For those who use OCP materials, you know about this problem. The various books don’t match each other. The choir arrangements are completely un-singable in places. Even rhythms can be different between the pew books and the choir books.
This morning was one such case. We wanted to sing “Come Holy Ghost” for the recessional. How hard can that be? This is one of the most familiar hymns in Christendom.
Well, as is well known, the pew books don’t have simple SATB parts. In fact, I don’t think any OCP materials have that. I find that annoying but it is a well-known problem. Less well known is that the choir books — if you are lucky enough to find the same hymn in there — doesn’t always have them either — not even for this hymn standard.
The choir book offers fully three versions of “Come Holy Ghost” — but not even one of them has a plain SATB arrangement. The first arrangement has piano, melody, and a soprano descant. The presumption is that surely every choir has one singer who wants to be a big star and sing above everyone else in a thrilling sort of way. Well, ours doesn’t have such a person and it is not what we want to do. We sing without instruments and our main musical purpose with hymns is not the show off some one dazzling singer but to provide a rich environment for the people in the pews to feel confident about singing.

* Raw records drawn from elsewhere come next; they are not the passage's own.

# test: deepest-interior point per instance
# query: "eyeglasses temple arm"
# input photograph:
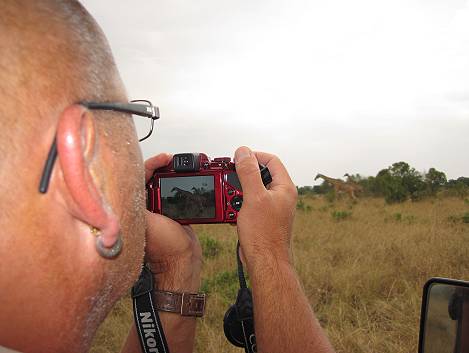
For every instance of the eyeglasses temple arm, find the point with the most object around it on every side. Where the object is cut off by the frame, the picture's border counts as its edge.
(48, 167)
(148, 111)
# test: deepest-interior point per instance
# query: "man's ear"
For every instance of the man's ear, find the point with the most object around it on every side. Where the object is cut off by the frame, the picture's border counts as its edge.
(76, 146)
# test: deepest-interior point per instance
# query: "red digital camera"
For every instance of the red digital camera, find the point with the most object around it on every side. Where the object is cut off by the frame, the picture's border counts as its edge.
(194, 189)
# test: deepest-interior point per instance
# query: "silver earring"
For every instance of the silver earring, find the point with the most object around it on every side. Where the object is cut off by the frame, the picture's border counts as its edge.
(107, 253)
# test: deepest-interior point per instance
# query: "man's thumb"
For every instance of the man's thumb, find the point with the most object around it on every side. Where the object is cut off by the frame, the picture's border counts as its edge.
(247, 168)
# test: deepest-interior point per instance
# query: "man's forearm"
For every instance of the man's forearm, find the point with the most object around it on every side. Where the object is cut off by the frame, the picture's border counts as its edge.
(284, 320)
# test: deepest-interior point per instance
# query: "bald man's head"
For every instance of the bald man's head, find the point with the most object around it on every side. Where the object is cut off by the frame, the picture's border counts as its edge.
(54, 55)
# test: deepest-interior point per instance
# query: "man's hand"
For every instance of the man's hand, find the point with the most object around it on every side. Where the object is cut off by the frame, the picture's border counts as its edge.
(172, 250)
(284, 321)
(175, 257)
(266, 218)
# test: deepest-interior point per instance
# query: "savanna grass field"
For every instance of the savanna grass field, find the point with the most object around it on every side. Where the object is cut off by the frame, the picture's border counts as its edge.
(362, 265)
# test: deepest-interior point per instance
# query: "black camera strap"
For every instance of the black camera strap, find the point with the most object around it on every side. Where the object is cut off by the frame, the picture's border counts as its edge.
(238, 323)
(147, 321)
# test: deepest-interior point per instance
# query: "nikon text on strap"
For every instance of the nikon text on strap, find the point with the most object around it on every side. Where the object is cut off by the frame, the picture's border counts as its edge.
(147, 321)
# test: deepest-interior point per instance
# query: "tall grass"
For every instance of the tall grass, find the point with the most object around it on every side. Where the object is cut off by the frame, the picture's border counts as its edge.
(362, 265)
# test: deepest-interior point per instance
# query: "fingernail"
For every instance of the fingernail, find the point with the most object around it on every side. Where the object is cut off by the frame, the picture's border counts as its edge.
(242, 153)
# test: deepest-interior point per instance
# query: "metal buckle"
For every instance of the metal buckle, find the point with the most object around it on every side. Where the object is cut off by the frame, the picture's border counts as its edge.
(193, 304)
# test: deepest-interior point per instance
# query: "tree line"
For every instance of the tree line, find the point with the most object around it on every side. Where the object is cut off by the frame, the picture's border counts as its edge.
(400, 182)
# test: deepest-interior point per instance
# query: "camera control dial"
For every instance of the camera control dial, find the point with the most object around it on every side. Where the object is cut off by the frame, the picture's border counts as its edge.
(237, 202)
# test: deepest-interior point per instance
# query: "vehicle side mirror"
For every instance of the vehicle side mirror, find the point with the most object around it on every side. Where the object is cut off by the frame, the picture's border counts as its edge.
(444, 319)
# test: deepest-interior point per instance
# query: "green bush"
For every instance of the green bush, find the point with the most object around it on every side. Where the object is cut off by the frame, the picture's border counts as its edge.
(465, 217)
(210, 247)
(340, 215)
(300, 205)
(225, 284)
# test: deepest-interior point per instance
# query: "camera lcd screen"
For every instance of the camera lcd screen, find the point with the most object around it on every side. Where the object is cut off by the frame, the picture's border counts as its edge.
(188, 197)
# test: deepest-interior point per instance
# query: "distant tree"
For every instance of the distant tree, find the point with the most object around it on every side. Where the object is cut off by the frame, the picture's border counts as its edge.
(323, 188)
(305, 190)
(434, 180)
(458, 187)
(398, 182)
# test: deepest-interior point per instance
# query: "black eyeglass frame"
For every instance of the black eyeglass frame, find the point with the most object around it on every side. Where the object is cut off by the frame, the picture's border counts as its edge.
(135, 107)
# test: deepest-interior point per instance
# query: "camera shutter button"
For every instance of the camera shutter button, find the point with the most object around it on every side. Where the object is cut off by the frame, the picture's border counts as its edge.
(237, 202)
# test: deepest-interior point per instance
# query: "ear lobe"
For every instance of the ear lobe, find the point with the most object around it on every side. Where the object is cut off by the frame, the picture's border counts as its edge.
(76, 146)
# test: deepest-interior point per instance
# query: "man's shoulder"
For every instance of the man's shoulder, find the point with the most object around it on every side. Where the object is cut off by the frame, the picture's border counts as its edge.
(6, 350)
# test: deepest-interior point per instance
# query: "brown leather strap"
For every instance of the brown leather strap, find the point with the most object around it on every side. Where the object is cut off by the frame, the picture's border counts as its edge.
(186, 304)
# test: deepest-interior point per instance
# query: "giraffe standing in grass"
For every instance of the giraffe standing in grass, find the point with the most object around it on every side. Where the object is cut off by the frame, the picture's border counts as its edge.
(341, 186)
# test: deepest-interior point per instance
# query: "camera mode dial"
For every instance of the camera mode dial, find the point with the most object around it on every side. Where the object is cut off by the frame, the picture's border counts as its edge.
(237, 202)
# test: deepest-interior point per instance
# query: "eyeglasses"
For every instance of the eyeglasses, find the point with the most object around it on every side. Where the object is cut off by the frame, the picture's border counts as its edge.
(142, 108)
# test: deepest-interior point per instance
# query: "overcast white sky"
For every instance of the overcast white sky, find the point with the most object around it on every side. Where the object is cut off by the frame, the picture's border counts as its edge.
(329, 86)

We could use this version and attempt to sing the piano parts but they are not voiced property for singers, and the words end up far from the notes. This is not a workable solution.

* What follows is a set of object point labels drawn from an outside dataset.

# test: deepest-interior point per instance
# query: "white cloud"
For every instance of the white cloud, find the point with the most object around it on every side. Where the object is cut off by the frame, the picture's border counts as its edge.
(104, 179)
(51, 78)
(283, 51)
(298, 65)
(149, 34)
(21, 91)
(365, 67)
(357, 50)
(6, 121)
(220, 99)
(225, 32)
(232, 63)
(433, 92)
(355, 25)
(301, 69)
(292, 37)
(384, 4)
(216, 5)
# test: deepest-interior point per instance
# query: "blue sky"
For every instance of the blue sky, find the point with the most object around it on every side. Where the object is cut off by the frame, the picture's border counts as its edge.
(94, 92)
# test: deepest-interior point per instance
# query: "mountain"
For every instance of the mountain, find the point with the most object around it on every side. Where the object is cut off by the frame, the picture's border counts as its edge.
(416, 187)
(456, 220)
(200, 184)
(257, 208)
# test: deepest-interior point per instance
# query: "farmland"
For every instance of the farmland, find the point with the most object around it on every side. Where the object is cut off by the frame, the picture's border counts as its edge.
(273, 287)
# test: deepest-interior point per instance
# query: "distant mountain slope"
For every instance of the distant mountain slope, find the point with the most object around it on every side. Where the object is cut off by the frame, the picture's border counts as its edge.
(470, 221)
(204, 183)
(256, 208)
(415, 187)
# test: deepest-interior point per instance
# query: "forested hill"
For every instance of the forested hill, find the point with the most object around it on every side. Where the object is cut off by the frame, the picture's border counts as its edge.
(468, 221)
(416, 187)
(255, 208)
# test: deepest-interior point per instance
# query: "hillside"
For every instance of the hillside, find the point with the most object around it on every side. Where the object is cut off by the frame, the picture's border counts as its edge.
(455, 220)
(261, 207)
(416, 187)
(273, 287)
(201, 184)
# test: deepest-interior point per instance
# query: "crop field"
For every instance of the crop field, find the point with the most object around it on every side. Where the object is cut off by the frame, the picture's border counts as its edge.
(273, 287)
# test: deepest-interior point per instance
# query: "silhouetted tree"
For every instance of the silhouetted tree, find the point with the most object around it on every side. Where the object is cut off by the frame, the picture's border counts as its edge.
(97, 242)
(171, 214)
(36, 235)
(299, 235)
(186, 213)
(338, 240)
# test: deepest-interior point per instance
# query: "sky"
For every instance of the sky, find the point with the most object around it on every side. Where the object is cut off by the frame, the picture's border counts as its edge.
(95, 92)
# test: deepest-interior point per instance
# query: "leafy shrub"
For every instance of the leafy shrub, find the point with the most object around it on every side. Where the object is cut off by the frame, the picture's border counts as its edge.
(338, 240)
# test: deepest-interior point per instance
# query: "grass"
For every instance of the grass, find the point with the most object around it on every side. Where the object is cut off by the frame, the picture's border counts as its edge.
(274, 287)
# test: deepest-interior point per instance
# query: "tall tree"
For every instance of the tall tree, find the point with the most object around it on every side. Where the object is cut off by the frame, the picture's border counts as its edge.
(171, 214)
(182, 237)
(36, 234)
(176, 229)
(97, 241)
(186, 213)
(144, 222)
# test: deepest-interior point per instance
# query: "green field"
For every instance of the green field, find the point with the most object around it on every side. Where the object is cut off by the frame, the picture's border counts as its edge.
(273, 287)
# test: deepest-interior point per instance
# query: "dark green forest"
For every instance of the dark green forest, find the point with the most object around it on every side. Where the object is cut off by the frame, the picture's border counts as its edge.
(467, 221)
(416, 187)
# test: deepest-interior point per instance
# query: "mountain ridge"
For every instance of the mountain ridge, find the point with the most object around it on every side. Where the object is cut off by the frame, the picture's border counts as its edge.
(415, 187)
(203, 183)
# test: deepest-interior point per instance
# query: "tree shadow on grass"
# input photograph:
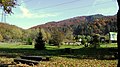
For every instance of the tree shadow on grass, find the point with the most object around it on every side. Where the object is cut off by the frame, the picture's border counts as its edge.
(81, 53)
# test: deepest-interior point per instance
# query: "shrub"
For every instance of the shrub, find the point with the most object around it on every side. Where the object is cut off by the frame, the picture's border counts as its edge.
(29, 41)
(96, 40)
(39, 42)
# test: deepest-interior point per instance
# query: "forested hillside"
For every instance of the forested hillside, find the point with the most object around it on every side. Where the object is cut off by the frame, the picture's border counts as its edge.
(65, 29)
(81, 25)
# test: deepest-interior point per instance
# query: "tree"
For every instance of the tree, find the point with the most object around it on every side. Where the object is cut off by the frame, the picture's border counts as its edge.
(39, 42)
(118, 36)
(56, 38)
(7, 5)
(1, 38)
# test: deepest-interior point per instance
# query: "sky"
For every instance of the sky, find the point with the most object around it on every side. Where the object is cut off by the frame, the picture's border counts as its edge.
(30, 13)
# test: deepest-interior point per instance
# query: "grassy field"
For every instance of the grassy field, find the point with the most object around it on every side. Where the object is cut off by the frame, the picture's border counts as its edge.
(77, 57)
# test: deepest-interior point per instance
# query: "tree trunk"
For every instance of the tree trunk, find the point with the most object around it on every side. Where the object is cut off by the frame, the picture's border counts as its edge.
(118, 36)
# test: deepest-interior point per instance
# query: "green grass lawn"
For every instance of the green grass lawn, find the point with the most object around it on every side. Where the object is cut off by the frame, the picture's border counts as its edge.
(78, 56)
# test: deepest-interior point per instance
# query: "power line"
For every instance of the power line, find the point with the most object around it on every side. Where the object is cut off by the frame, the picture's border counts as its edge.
(25, 1)
(57, 5)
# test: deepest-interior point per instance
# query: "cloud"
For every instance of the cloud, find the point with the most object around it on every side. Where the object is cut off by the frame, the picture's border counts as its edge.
(105, 11)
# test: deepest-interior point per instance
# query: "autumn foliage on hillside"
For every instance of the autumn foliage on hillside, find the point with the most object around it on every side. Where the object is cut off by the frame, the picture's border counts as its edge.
(83, 25)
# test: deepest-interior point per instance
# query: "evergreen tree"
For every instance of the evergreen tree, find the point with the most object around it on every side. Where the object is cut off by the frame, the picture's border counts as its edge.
(39, 42)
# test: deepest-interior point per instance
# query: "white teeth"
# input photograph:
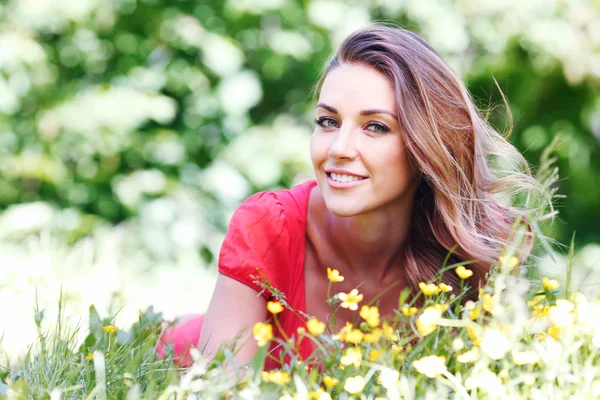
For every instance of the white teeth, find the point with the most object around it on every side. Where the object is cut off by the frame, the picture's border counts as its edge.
(344, 178)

The second version is set up like some kind of canon or round or something. It is ridiculously complex and would require substantial rehearsal time and still probably not be a successful. It would completely confuse the congregation — no question. Plus it is barely readable at all. In fact, it is actually preposterous.
So much for inspiring people to sing.
All this just for one simple hymn!
The third version is an SAB version of the same, as if this is any value added to an already incoherent and chaotic SATB version that I would guess has only been sing or one twice in human history, if ever. Why not a SAT and a ATB version too? </sarcasm>
Meanwhile, not a single plain-jane SATB hymn arrangement exists in a single OCP book in our parish’s vast collection of OCP materials. To be sure, there is probably one that exists somewhere from this publisher, somewhere among the hundreds and thousands of things they publish. Someone will probably post in the comments something like “oh sure, it is right there on page 323 of JourneySongs or page 212 of MakingPraise,” etc. We just don’t happen to have it.

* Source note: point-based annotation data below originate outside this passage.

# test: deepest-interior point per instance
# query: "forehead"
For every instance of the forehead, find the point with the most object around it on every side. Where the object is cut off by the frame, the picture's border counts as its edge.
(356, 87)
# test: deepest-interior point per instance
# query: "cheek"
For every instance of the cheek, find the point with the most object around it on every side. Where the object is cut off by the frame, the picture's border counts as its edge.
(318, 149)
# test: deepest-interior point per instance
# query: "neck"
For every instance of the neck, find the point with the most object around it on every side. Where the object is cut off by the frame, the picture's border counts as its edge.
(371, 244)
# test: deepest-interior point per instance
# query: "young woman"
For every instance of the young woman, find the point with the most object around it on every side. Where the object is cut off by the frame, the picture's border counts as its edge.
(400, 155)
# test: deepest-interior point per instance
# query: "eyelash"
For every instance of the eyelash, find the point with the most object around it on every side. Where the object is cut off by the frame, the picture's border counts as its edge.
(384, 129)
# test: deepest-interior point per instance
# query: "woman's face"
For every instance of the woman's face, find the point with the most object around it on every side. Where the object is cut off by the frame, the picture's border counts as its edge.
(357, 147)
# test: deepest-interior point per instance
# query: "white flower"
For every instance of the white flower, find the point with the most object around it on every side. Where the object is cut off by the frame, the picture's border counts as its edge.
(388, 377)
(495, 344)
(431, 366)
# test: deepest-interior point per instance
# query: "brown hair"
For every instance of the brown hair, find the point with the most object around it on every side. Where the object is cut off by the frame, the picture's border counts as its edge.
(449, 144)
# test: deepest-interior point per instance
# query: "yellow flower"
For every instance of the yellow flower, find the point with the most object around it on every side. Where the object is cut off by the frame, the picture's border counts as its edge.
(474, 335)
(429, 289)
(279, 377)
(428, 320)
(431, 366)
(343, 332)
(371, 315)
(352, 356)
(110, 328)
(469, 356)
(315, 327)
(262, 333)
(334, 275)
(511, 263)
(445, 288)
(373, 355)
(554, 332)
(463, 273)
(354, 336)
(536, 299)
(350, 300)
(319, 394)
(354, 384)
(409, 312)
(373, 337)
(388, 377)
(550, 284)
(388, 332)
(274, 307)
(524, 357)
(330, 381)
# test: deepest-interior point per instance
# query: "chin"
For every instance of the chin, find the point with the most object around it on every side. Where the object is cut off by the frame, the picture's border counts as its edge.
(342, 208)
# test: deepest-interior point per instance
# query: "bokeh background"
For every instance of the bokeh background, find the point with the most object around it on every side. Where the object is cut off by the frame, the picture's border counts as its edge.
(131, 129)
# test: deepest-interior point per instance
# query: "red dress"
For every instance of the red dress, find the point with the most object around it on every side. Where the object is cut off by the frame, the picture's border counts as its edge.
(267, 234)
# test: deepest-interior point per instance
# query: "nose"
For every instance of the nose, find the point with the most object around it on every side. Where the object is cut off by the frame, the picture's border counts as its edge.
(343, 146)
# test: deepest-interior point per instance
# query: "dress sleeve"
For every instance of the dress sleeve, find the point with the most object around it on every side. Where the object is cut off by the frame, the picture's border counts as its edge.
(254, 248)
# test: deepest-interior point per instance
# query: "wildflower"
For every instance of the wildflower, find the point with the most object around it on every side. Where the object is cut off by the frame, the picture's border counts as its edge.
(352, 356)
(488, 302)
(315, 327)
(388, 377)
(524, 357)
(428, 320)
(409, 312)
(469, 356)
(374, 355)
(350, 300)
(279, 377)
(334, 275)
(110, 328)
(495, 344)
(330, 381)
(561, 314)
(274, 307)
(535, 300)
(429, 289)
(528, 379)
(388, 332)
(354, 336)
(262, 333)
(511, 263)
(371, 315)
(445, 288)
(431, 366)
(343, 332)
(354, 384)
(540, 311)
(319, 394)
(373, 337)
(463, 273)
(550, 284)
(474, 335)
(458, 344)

So, worried about this problem, I keep looking for something during liturgy, digging through other Catholic materials. I ended up finding three others hymnals, published by three other publishers, with three additional versions. What did I find? Three additional unison versions of this hymn, all with different words.
It is not rocket science to provide a SATB hymn. It is beyond me why Catholic publishers seem to have such a problem with this.
Singing propers is so much easier, so much clearer. I have no desire to put a permanent ban on hymns at Mass but events like today certainly make such a position tempting.